Vauvenargues a dit dans son ouvrage[2] : « Toutefois, avant qu’il y eût une première coutume, notre âme existait, et avait ses inclinations qui fondaient sa nature ; et ceux qui réduisent tout à l’opinion et à l’habitude ne comprennent pas ce qu’ils disent : toute coutume suppose antérieurement une nature ; toute erreur, une vérité. Il est vrai qu’il est difficile de distinguer les principes de cette première nature de ceux de l’éducation : ces principes sont en si grand nombre et si compliqués que l’esprit se perd à les suivre ; et il n’est pas moins malaisé de démêler ce que l’éducation a épuré ou gâté dans le naturel. On peut remarquer seulement que ce qui nous reste de notre première nature est plus véhément et plus fort que ce qu’on acquiert par étude, par coutume, et par réflexion ; parce que l’effet de l’art est d’affaiblir, lors même qu’il polit et qu’il corrige. »

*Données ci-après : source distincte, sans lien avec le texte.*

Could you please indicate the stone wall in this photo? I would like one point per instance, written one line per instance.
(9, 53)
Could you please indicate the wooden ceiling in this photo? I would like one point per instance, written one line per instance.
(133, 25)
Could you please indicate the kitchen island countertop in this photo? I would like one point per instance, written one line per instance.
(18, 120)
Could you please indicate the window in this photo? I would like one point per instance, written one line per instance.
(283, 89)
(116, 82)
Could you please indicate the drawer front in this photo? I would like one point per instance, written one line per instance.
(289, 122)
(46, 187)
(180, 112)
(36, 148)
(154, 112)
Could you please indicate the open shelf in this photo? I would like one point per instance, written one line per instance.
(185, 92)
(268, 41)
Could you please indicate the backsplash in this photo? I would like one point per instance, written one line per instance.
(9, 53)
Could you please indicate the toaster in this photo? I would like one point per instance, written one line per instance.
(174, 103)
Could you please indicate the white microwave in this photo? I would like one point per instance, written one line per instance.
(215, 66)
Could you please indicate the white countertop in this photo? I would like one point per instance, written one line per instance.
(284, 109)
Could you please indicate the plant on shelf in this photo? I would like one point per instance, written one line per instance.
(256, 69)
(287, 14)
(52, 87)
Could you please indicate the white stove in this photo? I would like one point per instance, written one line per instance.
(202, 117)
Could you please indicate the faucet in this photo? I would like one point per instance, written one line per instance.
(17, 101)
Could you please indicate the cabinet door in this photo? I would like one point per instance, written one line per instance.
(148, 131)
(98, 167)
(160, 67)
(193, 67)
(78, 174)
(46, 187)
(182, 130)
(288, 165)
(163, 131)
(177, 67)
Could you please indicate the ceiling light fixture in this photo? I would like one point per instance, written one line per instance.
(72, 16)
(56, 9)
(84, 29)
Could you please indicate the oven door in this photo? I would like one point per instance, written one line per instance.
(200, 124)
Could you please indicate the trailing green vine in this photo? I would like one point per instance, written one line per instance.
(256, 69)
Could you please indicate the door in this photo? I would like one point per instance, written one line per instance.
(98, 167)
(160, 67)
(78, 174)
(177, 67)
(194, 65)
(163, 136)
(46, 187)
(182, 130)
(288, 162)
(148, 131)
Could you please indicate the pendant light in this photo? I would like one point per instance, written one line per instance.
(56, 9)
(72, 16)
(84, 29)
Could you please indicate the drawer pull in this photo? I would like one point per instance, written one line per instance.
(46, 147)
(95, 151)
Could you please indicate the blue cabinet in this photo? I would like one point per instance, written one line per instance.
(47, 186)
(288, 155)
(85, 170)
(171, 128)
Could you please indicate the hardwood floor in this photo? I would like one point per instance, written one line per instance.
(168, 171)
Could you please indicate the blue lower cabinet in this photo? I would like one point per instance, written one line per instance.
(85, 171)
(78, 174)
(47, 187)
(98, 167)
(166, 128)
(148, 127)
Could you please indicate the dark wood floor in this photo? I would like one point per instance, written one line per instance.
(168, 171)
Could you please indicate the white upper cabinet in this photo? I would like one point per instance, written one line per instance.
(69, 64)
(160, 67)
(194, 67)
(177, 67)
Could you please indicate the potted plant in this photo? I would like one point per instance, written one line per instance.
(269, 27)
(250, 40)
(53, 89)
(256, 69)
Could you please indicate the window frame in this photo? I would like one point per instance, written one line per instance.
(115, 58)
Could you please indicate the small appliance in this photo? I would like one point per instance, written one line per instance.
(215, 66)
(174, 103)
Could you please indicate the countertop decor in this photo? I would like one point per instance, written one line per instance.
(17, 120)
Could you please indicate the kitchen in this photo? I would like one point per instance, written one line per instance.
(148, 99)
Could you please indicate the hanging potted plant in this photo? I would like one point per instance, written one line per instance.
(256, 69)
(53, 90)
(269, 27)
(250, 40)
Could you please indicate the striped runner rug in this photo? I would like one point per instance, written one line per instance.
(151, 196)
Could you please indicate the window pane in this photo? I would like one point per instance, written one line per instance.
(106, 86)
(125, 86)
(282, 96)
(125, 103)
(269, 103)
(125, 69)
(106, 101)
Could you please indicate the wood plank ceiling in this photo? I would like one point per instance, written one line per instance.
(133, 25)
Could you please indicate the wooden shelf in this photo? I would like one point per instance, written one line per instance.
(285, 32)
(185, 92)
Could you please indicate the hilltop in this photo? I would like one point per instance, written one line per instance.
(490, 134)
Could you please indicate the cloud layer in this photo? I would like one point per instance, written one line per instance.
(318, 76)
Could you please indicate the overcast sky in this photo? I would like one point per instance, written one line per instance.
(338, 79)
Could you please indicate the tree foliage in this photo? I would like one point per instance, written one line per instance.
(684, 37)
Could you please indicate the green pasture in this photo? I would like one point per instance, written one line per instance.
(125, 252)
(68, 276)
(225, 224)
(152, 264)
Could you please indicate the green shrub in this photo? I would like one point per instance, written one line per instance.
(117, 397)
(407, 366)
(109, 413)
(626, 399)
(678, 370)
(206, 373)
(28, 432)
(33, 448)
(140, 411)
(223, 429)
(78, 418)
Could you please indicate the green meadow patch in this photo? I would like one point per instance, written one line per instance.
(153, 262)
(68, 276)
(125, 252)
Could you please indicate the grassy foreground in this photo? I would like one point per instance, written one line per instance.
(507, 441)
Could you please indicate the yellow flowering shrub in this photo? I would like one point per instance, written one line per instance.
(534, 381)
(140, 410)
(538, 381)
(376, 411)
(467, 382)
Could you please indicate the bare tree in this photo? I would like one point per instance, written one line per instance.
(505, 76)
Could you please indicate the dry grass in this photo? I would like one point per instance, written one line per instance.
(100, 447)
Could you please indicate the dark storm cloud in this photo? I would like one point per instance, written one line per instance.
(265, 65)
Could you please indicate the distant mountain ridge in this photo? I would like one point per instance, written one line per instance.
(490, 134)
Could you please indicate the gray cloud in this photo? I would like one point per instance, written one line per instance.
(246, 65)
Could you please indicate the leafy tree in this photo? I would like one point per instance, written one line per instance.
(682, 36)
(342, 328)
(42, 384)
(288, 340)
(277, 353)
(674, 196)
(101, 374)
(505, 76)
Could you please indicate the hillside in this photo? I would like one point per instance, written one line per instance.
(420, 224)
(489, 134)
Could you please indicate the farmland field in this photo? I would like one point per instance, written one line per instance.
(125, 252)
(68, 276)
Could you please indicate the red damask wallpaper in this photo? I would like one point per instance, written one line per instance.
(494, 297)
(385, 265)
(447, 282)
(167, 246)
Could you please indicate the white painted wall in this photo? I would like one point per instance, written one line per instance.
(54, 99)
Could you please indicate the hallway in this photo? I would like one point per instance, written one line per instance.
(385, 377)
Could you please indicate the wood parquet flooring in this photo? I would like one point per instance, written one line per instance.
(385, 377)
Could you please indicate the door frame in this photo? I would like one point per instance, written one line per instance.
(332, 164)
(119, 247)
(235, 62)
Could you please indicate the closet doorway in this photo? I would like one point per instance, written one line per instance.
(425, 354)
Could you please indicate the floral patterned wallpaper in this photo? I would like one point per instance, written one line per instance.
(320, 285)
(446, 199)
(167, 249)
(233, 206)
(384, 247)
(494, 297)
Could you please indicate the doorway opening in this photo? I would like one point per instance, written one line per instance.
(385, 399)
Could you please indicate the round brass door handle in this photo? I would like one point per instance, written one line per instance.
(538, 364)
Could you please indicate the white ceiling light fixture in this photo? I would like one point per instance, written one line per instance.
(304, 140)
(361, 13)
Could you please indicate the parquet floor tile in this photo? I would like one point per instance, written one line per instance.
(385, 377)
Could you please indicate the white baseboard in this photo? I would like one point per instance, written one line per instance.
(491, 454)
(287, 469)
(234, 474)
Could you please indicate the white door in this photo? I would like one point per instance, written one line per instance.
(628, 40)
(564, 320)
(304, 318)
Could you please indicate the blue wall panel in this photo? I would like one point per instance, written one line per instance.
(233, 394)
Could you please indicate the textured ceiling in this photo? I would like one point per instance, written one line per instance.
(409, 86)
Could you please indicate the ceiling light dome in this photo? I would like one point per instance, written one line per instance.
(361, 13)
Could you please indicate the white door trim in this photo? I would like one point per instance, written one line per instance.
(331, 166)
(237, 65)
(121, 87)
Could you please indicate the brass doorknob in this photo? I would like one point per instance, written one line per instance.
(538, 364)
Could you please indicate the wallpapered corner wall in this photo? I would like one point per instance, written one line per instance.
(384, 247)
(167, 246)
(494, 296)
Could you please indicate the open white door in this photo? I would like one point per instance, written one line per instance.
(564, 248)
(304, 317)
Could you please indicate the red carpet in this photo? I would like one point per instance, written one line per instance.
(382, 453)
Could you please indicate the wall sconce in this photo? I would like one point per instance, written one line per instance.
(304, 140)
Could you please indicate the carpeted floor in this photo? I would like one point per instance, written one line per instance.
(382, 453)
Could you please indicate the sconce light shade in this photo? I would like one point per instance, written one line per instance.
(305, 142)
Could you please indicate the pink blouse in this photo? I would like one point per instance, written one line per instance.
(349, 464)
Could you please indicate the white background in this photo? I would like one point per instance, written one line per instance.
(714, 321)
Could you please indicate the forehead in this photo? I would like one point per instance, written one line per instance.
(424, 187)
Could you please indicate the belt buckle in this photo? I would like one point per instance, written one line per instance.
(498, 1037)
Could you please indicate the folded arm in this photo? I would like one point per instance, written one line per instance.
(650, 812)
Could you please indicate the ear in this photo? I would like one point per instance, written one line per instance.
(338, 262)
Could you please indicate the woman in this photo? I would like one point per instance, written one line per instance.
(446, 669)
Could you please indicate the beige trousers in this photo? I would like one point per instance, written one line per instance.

Le marquis de Vauvenargues semble, dans cette pensée, approcher plus de la vérité que Pascal[3]. C’était un génie peut-être aussi rare que Pascal même ; aimant comme lui la vérité, la cherchant avec autant de bonne foi, aussi éloquent que lui, mais d’une éloquence aussi insinuante que celle de Pascal était ardente et impérieuse. Je crois que les pensées de ce jeune militaire philosophe seraient aussi utiles à un homme du monde fait pour la société

  1. Cette Note, qui était écrite de la main de Voltaire, trouve sa place après les Remarques sur les Pensées de Pascal. Elle a été publiée pour la première fois à la suite de la Notice sur la vie et les écrits de Vauvenargues, mise par Suard en tête de l’édition qu’il donna en 1806 des Œuvres de Vauvenargues. Reproduite aussi dans l’édition des Œuvres complètes de Vauvenargues, publiée par M. Brière en 1821, cette note a été admise pour la première fois dans les Œuvres de Voltaire, par M. A.-A. Renouard, en 1821, tome XLIII de son édition.
  2. Réflexions sur divers sujets, no 4, de la Nature et la Coutume.
  3. Dans cette pensée, « que ce que nous prenons pour la nature n’est souvent qu’une première coutume ».